In terms of captive business, we have spoken with companies both from within the Gulf Cooperation Council (GCC) region and outside—as near as the United Arab Emirates (UA E) and as far away as Australasia. We attended a conference last November in Japan and received a great deal of interest from a number of organisations that were either interested in setting up a new captive here or redomiciling their existing captive to the DIFC. Given that we are receiving such interest from around the world, we don’t have to restrict our geographical scope at all.

A lack of liquidity has been cited by some markets as a reason for the slowdown in the number of captives beingsigned up. How has the global financial crisis affected your development?

Given that the DIFC is new on the scene as a captive domicile, it has significant scope for growth. The only way for us to go is up. The current financial crisis may even assist the growth of captives in some cases. In these uncertain times, many companies are looking to take control over areas of their business in order to ensure that they will ride out the current economic storm. In a lot of cases, this includes restructuring in order to stabilise operational costs and to streamline business processes.

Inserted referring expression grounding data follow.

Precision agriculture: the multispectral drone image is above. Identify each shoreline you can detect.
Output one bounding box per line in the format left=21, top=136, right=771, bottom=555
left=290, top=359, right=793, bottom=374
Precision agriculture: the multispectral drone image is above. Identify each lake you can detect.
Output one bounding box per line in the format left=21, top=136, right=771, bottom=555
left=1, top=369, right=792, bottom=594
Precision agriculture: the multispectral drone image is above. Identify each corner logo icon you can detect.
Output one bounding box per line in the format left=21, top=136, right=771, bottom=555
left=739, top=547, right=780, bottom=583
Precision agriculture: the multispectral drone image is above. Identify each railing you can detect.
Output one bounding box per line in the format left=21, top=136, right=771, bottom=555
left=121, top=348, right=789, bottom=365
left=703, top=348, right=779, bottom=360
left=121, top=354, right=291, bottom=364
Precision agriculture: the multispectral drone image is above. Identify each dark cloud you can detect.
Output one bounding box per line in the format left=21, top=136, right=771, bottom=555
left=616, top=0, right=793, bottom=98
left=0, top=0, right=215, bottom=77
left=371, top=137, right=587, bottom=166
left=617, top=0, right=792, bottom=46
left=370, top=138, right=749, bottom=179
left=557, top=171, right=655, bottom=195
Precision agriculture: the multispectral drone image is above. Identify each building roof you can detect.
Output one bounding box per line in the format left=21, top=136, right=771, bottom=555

A captive can fit perfectly into this strategy, as its introduction consolidates and enhances internal risk management processes. It can also provide a vehicle to finance retained risk in a structured manner, minimising the cost and maximising the efficiency of an organisation’s insurance programme. In addition, a captive allows organisations to take control of claims, and to encourage and reward good risk management. All of these factors will help to maximise profit margins at a time when corporations are under pressure.

How established are the infrastructure, regulatory environment and critical support necessary for major global companies to operate regional captive programmes?

Many global organisations that have been successfully servicing the global captive insurance industry for many years have established a presence in the DIFC. These organisations represent the key disciplines required to support captive operations, including managers, reinsurers, actuaries and auditors. The regulatory environment that the DFSA has put in place is based on industry best practice and is world-class. These factors have created a professional and experienced infrastructure that should allow the captive industry to flourish here.

Finally, what financial incentives does the DIFC offer captives?

The DIFC offers a whole host of financial incentives for captive insurance companies. Taxes on insurance premiums and on the profits of captive insurers are set to zero. The parent company’s premium payments can be transferred to the captive, whose profits can be fully retained or repatriated. Firms benefit from an extensive tax treaty network for UA E-incorporated entities. Firms established in the DIFC can also have 100 percent ownership.

By locating within the DIFC, captive insurance companies have easy access to the professional service providers necessary for them to operate efficiently. The DIFC is home to several such service providers, including auditors, law firms and actuaries.

Furthermore, by virtue of being located in Dubai, the DIFC gives access to a large pool of skilled, multilingual professionals living in the region. Also, Dubai provides a world-class urban infrastructure, and diverse lifestyle and leisure opportunities.